И это правда. Так что я делаю то, что всегда: топлю свои печали в вине и говорю им всем в пабе — Берни, Моне, Билли, Кэнди, Стиви и Ди, — что Хакни — это просто на время, так что не думайте, будто я тут окопаюсь надолго. Нет, дорогие друзья. У меня свои планы. Большие планы. И кстати, я часто наведываюсь в туалет, но только чтобы принять вовнутрь, а не вылить наружу.

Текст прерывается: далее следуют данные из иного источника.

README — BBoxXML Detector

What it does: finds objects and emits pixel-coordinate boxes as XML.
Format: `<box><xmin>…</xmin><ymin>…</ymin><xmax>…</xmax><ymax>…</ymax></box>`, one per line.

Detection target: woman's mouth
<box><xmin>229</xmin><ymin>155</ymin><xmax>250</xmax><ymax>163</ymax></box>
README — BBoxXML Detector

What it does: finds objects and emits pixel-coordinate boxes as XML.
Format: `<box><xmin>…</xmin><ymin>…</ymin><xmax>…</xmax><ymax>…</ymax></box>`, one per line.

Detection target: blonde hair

Но даже когда я занюхиваюсь по самые пончикряки, я все равно сознаю горькую правду. Кокс мне наскучил, он наскучил всем нам. Мы — пресыщенные мудаки, толчемся в местах, которые ненавидим, в городе, который ненавидим, притворяемся, что мы — центр вселенной, уродуем себя говенной наркотой, чтобы избавиться от ощущения, что настоящая жизнь происходит где-то совсем в другом месте; мы прекрасно осознаем, что все, что мы делаем, — это просто подпитка нашей клинической паранойи и вечного непреходящего разочарования, и тем не менее нам не хватает запала остановиться. И я даже знаю почему. Потому что, как это ни прискорбно, вокруг нет ничего интересного, ради чего стоило бы остановиться. Тут расползается слух, что у Брини есть куча хорошего цзына, и, похоже, его уже начали потихоньку употреблять.

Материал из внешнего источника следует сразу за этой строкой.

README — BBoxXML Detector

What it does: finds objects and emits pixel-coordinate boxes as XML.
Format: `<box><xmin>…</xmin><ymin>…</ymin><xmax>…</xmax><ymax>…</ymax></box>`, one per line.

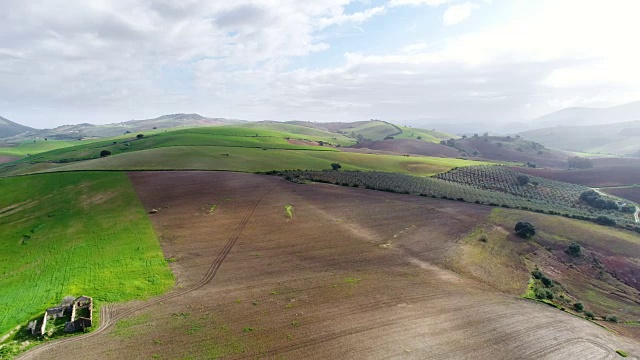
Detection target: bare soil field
<box><xmin>353</xmin><ymin>139</ymin><xmax>464</xmax><ymax>158</ymax></box>
<box><xmin>0</xmin><ymin>156</ymin><xmax>20</xmax><ymax>164</ymax></box>
<box><xmin>24</xmin><ymin>172</ymin><xmax>640</xmax><ymax>359</ymax></box>
<box><xmin>513</xmin><ymin>158</ymin><xmax>640</xmax><ymax>187</ymax></box>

Вдруг выясняется, что уже наступило завтра, и мы где-то на хате — сидим-раскуриваемся, и Стиви все говорит, сколько стоит все это купить, выглядит он больным и недовольным, потом появляются мятые бумажки, и запах нашатыря наполняет комнату. Когда же эта кошмарная трубка обжигает мне губы до волдырей, я ощущаю слабость и поражение, но тут мне вставляет, и я оказываюсь в другом углу комнаты: холодный, заледенелый, удовлетворенный и полный собой — несу совершеннейшую пургу и строю планы мирового господства.

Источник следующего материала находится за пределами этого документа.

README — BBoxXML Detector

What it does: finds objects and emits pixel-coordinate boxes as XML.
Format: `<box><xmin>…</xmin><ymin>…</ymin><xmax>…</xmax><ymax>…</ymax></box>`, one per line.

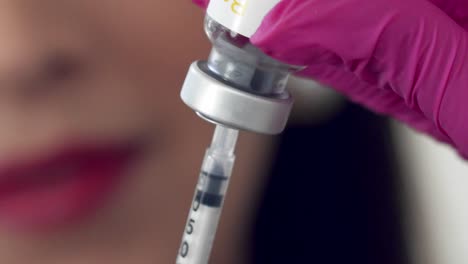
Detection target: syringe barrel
<box><xmin>176</xmin><ymin>126</ymin><xmax>238</xmax><ymax>264</ymax></box>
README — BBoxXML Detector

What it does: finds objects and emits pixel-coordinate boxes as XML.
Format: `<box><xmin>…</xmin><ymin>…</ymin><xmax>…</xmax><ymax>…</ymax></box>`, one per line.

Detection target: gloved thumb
<box><xmin>252</xmin><ymin>0</ymin><xmax>468</xmax><ymax>157</ymax></box>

И вот я на улице. Я и не знал, что мы в Айлингтоне. Шатаюсь себе по округе и вдруг вижу девицу — она сражается с картой на Зеленой, пытается открыть ее, не снимая перчаток, — и реагирую низкопробным: «Потерялась, детка?» Меня пугает мой собственный голос: жалобный и чувствительный, весь пронизанный ожиданием, предвкушением и даже потерей. Я аж задохнулся от потрясения, тем более когда заметил у себя в руках лиловую детскую сумочку в форме жестянки для завтраков. Что за еб твою мать это было? Откуда она у меня, эта хрень? Как, черт возьми, я сюда попал? Где весь народ? Было несколько стонов, кто-то ушел, и я вышел прочь под холодный дождь, и сейчас…
Девочка вся из себя напрягается, словно палка из плоти блэкпульского камня у меня в штанах, и шипит:
— Отвали… я тебе не детка…
— Ну извини, куколка, — кисло парирую я.
— И не куколка тоже, — сообщает она.
— Это как посмотреть, милая. Попробуй взглянуть на все это с моей точки зрения.